Si Colombia quisiera escoger una sola política pública para igualar oportunidades, reducir desigualdad y mejorar la productividad de largo plazo, la respuesta sería la atención integral a la primera infancia. No hay inversión con retornos sociales más altos ni con efectos más duraderos sobre la vida de las personas. Y, sin embargo, sigue siendo una de las áreas más subvaloradas y subfinanciadas del Estado.

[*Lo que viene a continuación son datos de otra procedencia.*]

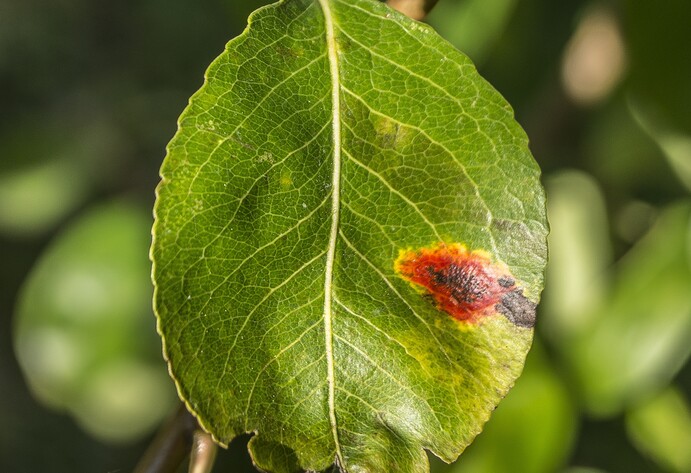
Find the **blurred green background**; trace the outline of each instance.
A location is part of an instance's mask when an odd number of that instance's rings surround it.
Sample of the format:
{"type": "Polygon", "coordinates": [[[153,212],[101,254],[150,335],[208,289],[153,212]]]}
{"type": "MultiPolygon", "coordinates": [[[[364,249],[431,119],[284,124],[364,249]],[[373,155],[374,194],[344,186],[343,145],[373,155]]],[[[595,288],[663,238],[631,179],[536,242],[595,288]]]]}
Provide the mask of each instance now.
{"type": "MultiPolygon", "coordinates": [[[[0,471],[130,471],[174,409],[153,191],[254,0],[0,0],[0,471]]],[[[524,375],[436,472],[691,472],[691,2],[440,0],[544,171],[524,375]]],[[[215,471],[252,471],[243,442],[215,471]]]]}

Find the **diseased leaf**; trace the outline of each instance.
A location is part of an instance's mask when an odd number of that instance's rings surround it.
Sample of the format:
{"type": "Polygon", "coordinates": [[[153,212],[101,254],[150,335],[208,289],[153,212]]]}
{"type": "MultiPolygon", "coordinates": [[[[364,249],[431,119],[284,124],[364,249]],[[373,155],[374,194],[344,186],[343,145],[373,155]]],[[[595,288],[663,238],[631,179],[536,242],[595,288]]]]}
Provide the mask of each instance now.
{"type": "Polygon", "coordinates": [[[511,108],[370,0],[257,11],[161,170],[152,258],[170,370],[268,471],[427,471],[520,373],[546,258],[511,108]],[[428,264],[424,264],[428,261],[428,264]]]}

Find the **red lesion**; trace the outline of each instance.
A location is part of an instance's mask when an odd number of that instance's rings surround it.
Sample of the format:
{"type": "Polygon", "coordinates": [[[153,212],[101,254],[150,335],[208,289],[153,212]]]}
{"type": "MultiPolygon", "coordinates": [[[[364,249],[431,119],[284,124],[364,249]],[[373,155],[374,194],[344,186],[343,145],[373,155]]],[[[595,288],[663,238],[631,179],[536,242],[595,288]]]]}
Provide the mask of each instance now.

La evidencia muestra que los primeros años de vida —desde la gestación hasta los cinco años— son decisivos para el desarrollo cognitivo, emocional y socioeconómico de las personas. En ese periodo se forman habilidades básicas como el lenguaje, la autorregulación, la capacidad de aprender y la salud física y mental. Las brechas que se abren en esos años tienden a ampliarse con el tiempo y son muy costosas —cuando no imposibles— de cerrar después.
Colombia llega tarde a muchos debates, pero en este no hay excusas. Los datos muestran que niños y niñas de hogares pobres llegan a la educación básica con rezagos significativos frente a sus pares de mayores ingresos. Esa desigualdad temprana explica buena parte del bajo desempeño escolar, la deserción, la informalidad laboral y la transmisión intergeneracional de la pobreza. No es un problema educativo en sentido estricto; es un problema de desarrollo temprano.
Entonces, ¿por qué invertimos tan poco en primera infancia frente a otras políticas más visibles? La respuesta es de economía política. La atención a la primera infancia no genera réditos electorales inmediatos. Sus beneficios se ven diez, veinte o treinta años después. No corta cintas, no inaugura edificios monumentales y no produce titulares ruidosos. Además, los beneficiarios no votan y las familias con mayor poder de presión suelen resolver este problema por la vía privada.
En contraste, políticas como la gratuidad universitaria, los subsidios generalizados o las transferencias de corto plazo concentran recursos porque tienen beneficiarios organizados, visibles y políticamente activos. El resultado es una asignación del gasto público que privilegia lo inmediato sobre lo estructural, lo visible sobre lo transformador.
Paradójicamente, esta miopía fiscal es costosa. La literatura económica —desde James Heckman hasta evaluaciones contemporáneas del Banco Mundial y la OCDE— muestra que cada peso invertido en primera infancia puede retornar entre 7 y 10 pesos en el largo plazo. Menos repitencia y deserción escolar, mayor productividad laboral, menores tasas de criminalidad, mejor salud y menor dependencia de subsidios futuros. Es una política social, pero también una política económica de primer orden.
Invertir bien en primera infancia no es solo gastar más. Es hacerlo mejor. Implica calidad en la atención, nutrición adecuada, estimulación temprana, acompañamiento a las familias, formación de talento humano y articulación entre salud, educación y protección social. Implica también focalizar los recursos donde más impacto tienen: en los hogares más vulnerables y en los territorios con mayores brechas.
En un país que discute permanentemente cómo crecer más, cómo reducir la informalidad y cómo mejorar la movilidad social, resulta desconcertante que la política pública más efectiva para lograrlo siga siendo marginal en el debate. La primera infancia no es un tema “blando” ni asistencialista. Es el cimiento sobre el cual se construye una sociedad más productiva, más equitativa y más cohesionada.
Si de verdad queremos nivelar la cancha, no basta con abrirle la puerta a quienes ya lograron llegar. Hay que asegurar que todos tengan la posibilidad de empezar bien. Priorizar la primera infancia no es solo una decisión ética; es una apuesta inteligente por el futuro del país.